8. A number of angry Facebook users left comments on the photos.
9. But in a recent interview with the International Herald Tribune, the designer denied that there was a racist angle to the shoot.
Aamna Aqeel (right) and a model at Pakistan Fashion Week.
The International Herald Tribune’s Salima Feerasta writes:
According to [Aqeel], the choice of a dark-skinned Baloch child was purely incidental. “He works in a garage and wanted some work,” she said. Obviously the parents of usual child models wouldn’t have agreed to the shoot. The pampered little cuties who advertise soap, toothpaste and biscuits on TV may not have looked right for the part but even if they had, no one would have let their child play such a degrading role.
Aqeel’s argument is that she wanted to spark a debate on child labour. She says she is involved with a children’s charity and wanted to highlight how ‘society madams’ employ child labour in their homes. She is educating and supporting the child used in the shoot — it seems the least she can do after exploiting him in this fashion.

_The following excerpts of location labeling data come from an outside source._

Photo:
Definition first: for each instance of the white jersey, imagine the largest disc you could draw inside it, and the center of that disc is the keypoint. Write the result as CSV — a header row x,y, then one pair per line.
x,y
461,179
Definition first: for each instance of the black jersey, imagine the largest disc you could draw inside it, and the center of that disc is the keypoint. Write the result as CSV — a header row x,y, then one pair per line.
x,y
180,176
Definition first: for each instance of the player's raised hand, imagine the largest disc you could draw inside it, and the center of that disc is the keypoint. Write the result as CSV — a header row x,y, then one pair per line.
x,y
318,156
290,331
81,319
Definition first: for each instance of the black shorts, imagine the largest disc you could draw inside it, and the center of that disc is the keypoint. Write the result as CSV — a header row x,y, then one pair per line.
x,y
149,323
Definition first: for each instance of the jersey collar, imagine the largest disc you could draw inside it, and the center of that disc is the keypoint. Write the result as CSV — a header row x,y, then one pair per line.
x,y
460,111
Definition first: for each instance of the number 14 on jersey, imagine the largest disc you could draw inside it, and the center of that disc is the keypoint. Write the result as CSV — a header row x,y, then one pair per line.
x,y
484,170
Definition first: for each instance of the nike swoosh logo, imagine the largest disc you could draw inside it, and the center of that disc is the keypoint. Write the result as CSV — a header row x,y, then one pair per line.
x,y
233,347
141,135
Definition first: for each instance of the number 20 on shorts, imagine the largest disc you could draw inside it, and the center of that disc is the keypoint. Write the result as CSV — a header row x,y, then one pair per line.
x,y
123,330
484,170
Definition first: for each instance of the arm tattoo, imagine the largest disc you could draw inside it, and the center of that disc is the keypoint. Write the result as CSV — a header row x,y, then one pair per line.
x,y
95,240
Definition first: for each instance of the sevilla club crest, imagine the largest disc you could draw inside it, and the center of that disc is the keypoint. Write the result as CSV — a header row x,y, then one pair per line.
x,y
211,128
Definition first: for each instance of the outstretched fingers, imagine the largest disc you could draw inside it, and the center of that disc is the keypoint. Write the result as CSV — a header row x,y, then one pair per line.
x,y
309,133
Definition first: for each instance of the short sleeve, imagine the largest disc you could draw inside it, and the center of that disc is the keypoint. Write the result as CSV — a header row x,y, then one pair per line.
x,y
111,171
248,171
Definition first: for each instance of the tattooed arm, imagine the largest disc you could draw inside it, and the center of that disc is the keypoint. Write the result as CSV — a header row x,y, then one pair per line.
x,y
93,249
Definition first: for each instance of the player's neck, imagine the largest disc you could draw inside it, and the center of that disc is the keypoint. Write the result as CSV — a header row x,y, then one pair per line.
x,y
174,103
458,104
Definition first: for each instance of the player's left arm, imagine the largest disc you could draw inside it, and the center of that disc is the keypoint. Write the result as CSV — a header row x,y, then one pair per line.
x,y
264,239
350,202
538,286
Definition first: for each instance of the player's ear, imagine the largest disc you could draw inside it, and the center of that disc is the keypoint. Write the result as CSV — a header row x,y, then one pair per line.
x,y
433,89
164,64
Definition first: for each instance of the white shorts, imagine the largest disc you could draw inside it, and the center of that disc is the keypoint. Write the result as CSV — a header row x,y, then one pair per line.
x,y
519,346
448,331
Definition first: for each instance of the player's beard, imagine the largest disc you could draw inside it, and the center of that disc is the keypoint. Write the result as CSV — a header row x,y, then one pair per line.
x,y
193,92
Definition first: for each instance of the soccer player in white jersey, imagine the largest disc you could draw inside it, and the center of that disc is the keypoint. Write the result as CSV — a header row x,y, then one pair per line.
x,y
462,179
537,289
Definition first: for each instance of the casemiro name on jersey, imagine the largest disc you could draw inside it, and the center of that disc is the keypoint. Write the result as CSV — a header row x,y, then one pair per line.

It’s facetious of the designer to claim that she was trying to stimulate a debate on child labour. The model wearing her clothes is clearly comfortable with her dominant position. She is not made up in a way that shows her to be the villain of the piece. The use of a dark skinned child in a shoot entitled “Be My Slave” certainly reeks of racism, however much the designer may deny it. And if anything, the shoot seems to condone child labour.

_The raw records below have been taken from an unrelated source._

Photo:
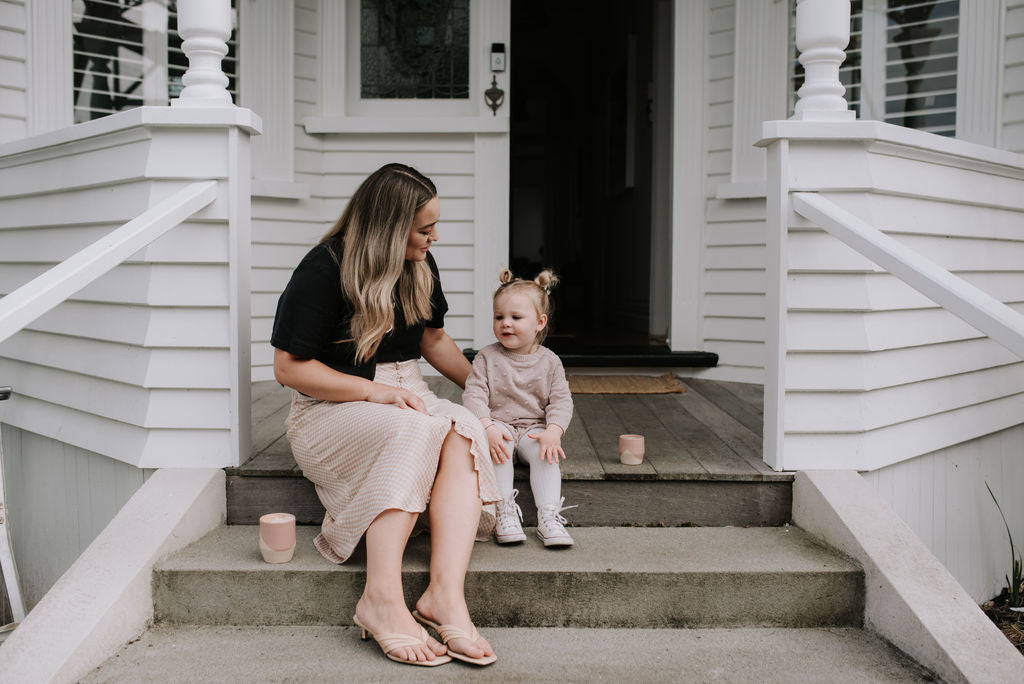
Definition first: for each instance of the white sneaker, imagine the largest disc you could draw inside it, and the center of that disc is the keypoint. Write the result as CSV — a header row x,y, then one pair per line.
x,y
509,526
551,524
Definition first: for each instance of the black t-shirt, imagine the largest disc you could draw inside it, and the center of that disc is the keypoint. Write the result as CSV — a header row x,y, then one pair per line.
x,y
313,315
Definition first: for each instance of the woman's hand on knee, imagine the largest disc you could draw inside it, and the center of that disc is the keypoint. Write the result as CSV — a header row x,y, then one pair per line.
x,y
500,453
397,396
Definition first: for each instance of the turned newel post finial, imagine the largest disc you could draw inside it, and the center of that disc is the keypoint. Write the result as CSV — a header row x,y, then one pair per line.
x,y
822,33
205,27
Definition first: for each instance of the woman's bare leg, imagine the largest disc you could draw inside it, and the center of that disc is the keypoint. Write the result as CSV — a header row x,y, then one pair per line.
x,y
455,513
382,606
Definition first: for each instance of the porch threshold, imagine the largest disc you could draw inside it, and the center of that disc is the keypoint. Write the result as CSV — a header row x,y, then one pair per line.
x,y
639,355
702,464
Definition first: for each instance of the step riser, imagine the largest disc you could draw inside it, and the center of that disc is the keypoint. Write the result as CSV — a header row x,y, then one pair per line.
x,y
601,503
526,599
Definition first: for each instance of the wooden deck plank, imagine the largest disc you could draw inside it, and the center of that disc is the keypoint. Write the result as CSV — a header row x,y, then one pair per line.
x,y
266,388
752,394
735,408
604,426
581,458
662,449
742,441
689,436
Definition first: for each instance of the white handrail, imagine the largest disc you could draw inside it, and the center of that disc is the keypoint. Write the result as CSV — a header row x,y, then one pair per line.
x,y
43,293
973,305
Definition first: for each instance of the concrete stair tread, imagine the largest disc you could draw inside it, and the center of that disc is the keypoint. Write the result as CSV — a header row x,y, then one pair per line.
x,y
612,578
637,550
190,653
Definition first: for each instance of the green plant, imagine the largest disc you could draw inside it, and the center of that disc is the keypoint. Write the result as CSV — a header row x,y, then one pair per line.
x,y
1015,587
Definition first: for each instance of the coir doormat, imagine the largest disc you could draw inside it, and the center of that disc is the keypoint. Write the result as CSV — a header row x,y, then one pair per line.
x,y
625,384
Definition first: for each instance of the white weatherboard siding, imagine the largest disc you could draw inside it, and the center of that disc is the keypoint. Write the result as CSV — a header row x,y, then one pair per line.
x,y
1012,134
866,372
942,497
732,262
445,159
13,71
720,72
733,309
285,228
59,498
139,366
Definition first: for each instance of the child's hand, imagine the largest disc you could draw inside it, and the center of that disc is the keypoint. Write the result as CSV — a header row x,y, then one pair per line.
x,y
551,443
496,440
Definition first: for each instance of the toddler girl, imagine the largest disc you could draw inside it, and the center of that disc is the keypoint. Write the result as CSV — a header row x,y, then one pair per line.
x,y
518,390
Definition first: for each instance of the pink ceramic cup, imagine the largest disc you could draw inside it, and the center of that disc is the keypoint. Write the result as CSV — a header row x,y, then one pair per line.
x,y
276,537
631,450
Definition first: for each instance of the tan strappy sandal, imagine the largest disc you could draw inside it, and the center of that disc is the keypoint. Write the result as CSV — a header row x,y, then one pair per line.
x,y
450,632
390,641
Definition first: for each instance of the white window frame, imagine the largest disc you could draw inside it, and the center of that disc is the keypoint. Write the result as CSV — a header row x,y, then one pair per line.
x,y
761,49
340,87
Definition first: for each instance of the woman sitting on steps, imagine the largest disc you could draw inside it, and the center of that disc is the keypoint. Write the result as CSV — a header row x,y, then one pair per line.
x,y
359,310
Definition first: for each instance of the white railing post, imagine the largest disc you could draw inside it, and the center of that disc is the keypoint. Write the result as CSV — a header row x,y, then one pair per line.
x,y
205,27
822,33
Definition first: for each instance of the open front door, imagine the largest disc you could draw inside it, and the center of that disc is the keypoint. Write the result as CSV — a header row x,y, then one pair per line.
x,y
585,200
414,81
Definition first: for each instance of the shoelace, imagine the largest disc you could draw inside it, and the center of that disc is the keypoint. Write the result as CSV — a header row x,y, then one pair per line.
x,y
510,510
553,512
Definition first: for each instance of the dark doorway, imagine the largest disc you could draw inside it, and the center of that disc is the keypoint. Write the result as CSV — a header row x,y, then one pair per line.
x,y
581,166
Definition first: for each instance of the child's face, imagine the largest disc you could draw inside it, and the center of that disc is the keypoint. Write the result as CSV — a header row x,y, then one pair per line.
x,y
516,323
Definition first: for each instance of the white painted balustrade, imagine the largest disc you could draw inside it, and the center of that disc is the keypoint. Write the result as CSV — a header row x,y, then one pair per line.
x,y
40,295
822,34
205,27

Aqeel went on to deny that this was a publicity-seeking move on her part and says she is happy at the pace her brand is developing. Her purpose for this shoot was apparently not to publicise her brand, but to raise public awareness of a social issue. Apparently, she feels so blessed with her success that she wants to give back to society and feels that it’s every individual’s duty to do what he or she can to make life better for the underprivileged.